2.5miR-34a對Wnt1蛋白表達的影響 細胞轉染24 h后通過Western blot檢測分別轉染miR-34a模擬物和miR-34a抑制劑的乳腺癌細胞MCF-7中Wnt1蛋白的表達情況，結果顯示，經轉染后miR-34a模擬物組Wnt1的相對表達水平下調，與對照組比較差異有統計學意義(t=11.32，P<0.01)，miR-34a抑制劑組Wnt1相對表達水平上調，與對照組比較差異有統計學意義(t=4.85，P<0.05),見圖5。

A：轉染MCF-7細胞后各組Wnt1蛋白的Western blot；B：轉染MCF-7細胞后各組Wnt1蛋白相對表達水平；a：P<0.05，與對照組比較

圖5 miR-34a對乳腺癌細胞Wnt1蛋白表達的影響

圖6 miR-34a模擬物組及對照組β-catenin、CyclinD1蛋白的表達情況

A:轉染24 h后的各組蛋白相對表達水平；B:轉染48 h后的各組蛋白相對表達水平;a:P<0.05，與對照組比較

圖7 miR-34a模擬物組及對照組β-catenin和CyclinD1蛋白的相對表達水平

2.6miR-34a對β-catenin和CyclinD1蛋白的影響 Western blot檢測miR-34a模擬物組轉染24和48 h后β-catenin和CyclinD1蛋白的表達，結果顯示，miR-34a模擬物轉染24 h后β-catenin和CyclinD1蛋白的表達顯著下降，48 h后β-catenin和CyclinD1蛋白的表達仍顯著下降，與對照組比較，差異均有統計學意義(t=10.25，t=11.36，P<0.05；t=13.57，t=12.24，P<0.05)，見圖6、7。

3 討 論

miR是一種長度約為22 NT的非編碼miR，目前已有許多研究證實miR與疾病的發生、發展具有非常密切的關系[6-9]，通過與正常表達譜進行比較，發現miR參與了惡性腫瘤與其他眾多慢性疾病的發生，并對這些疾病的生理、病理過程產生顯著的調控作用，如調控細胞的增殖、凋亡、侵襲和轉移等，且還會影響這些疾病的轉歸及預后，甚至會顯著影響患者的生存期[10-11]。miR-34a是miR家族中的一員，研究發現，多種腫瘤細胞的周期、衰老、凋亡都與miR-34a有著直接的關聯[12-13]。還有研究表明，miR-34a在胃癌[14-15]、腦膠質瘤[16]、肝癌[17-18]和結直腸癌[19-20]中表達水平顯著下調，且表現出組織依賴性，即不同的癌組織中miR-34a表達下調程度不同[21]。

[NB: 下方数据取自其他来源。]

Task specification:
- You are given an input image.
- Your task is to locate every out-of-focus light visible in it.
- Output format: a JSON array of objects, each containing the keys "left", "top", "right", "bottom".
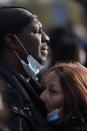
[
  {"left": 37, "top": 0, "right": 52, "bottom": 4},
  {"left": 0, "top": 0, "right": 12, "bottom": 4}
]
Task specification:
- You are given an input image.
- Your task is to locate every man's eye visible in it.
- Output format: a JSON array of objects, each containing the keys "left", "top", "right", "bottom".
[{"left": 50, "top": 90, "right": 57, "bottom": 94}]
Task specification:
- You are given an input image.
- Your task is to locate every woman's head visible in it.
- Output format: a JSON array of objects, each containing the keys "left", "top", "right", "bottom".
[{"left": 41, "top": 63, "right": 87, "bottom": 121}]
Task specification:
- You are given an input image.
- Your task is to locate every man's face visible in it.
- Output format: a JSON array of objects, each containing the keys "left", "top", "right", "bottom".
[{"left": 20, "top": 19, "right": 49, "bottom": 64}]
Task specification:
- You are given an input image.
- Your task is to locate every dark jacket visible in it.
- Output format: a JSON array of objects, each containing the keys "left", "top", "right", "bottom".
[{"left": 0, "top": 61, "right": 51, "bottom": 131}]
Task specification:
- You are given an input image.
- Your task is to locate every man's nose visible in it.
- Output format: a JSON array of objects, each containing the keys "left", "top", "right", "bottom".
[{"left": 42, "top": 31, "right": 50, "bottom": 42}]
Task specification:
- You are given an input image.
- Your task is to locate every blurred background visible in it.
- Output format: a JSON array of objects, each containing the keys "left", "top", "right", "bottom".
[{"left": 0, "top": 0, "right": 87, "bottom": 66}]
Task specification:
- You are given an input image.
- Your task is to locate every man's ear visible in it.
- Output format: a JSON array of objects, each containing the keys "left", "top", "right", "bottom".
[{"left": 4, "top": 34, "right": 19, "bottom": 50}]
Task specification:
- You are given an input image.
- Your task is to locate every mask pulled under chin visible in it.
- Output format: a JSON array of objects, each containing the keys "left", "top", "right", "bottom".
[
  {"left": 21, "top": 55, "right": 42, "bottom": 79},
  {"left": 47, "top": 108, "right": 63, "bottom": 122}
]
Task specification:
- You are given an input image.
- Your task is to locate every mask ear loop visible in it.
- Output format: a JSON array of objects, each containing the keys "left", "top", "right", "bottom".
[{"left": 8, "top": 34, "right": 29, "bottom": 61}]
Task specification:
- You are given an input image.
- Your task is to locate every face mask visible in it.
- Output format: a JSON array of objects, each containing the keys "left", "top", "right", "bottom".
[
  {"left": 47, "top": 108, "right": 63, "bottom": 122},
  {"left": 9, "top": 34, "right": 42, "bottom": 79}
]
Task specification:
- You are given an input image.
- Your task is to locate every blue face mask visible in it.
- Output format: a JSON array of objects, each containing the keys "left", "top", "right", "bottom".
[
  {"left": 8, "top": 34, "right": 42, "bottom": 79},
  {"left": 47, "top": 108, "right": 63, "bottom": 122}
]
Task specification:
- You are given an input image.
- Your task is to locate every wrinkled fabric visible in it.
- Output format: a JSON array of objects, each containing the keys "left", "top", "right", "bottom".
[{"left": 0, "top": 61, "right": 51, "bottom": 131}]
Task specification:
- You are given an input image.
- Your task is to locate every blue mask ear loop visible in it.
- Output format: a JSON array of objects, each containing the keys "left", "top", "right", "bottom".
[{"left": 8, "top": 34, "right": 29, "bottom": 61}]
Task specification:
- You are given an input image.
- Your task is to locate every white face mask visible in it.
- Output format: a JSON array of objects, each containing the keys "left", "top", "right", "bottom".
[
  {"left": 47, "top": 107, "right": 63, "bottom": 122},
  {"left": 8, "top": 34, "right": 42, "bottom": 79}
]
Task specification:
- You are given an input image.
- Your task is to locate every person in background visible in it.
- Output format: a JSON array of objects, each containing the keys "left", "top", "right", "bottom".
[
  {"left": 0, "top": 6, "right": 51, "bottom": 131},
  {"left": 40, "top": 63, "right": 87, "bottom": 131}
]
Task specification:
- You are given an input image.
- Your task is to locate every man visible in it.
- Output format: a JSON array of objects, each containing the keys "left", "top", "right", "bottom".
[{"left": 0, "top": 7, "right": 51, "bottom": 131}]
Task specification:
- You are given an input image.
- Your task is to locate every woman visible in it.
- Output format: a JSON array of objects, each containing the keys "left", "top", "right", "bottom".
[{"left": 41, "top": 63, "right": 87, "bottom": 131}]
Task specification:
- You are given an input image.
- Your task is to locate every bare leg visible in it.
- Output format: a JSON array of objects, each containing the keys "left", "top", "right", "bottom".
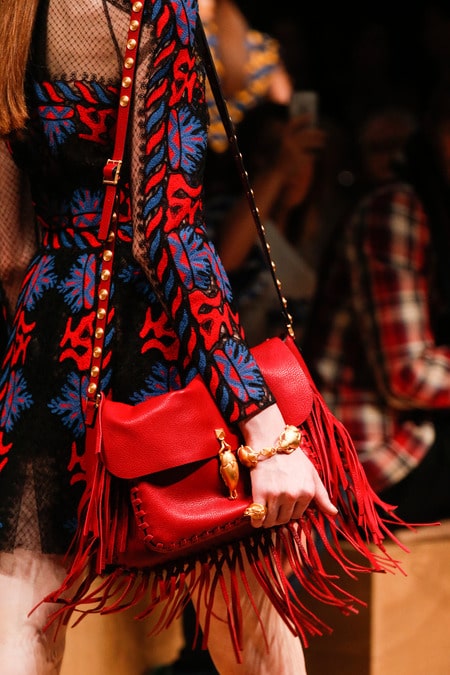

Wnt信號通路在惡性腫瘤中具有重要作用，其機制為影響腫瘤細胞增殖、分化、凋亡、細胞周期、細胞黏附能力及血管再生[22]。目前認為，Wnt通路致癌關鍵是β-catenin降解障礙致使細胞質內游離β-catenin聚集并與Tcf/Lef結合進入細胞核，從而激活下游靶基因CyclinD1、C-myc的轉錄，導致腫瘤的發生[23-24]。CyclinD1是調節細胞進入增生期的主要因子，已被證實為原癌基因，其過度表達和失調控均可導致細胞周期調控異常從而發生腫瘤，乳腺癌組織中存在著異常Wnt通路，其多個成員均參與乳腺癌的發生、發展，β-catenin的異常表達可能通過促使或激活CyclinD1的過表達導致乳腺癌的發生、發展。已有研究證明miR-100、miR-1和miR-142通過抑制或增強Wnt信號通路促進乳腺癌發生、發展[25-27]。

本研究結果表明在過表達miR-34a的情況下，乳腺癌細胞的增殖、侵襲能力受到明顯抑制，而抑制乳腺癌細胞中miR-34a的表達，乳腺癌細胞的增殖、侵襲能力則明顯增加。進一步的機制研究中，證明了miR-34a的直接靶基因是Wnt1蛋白，過表達miR-34a能顯著抑制Wnt1的表達，同時也影響了Wnt信號通路的下游關鍵基因β-catenin、CyclinD1的表達，從而影響乳腺癌細胞的生物學行為，即乳腺癌細胞增殖、侵襲能力受到抑制的原因是由于miR-34a通過直接靶向Wnt1基因，從而影響其下游基因的表達，誘導乳腺癌細胞產生上述細胞學行為，在體外實驗中，乳腺癌細胞侵襲能力和增殖能力發生顯著改變，提示乳腺癌的發生、發展與miR-34a表達水平密切相關，miR-34a表達水平的檢測可以作為乳腺癌診斷的參考指標，對于臨床上乳腺癌早期診斷和早期治療提供了新的思路和方向。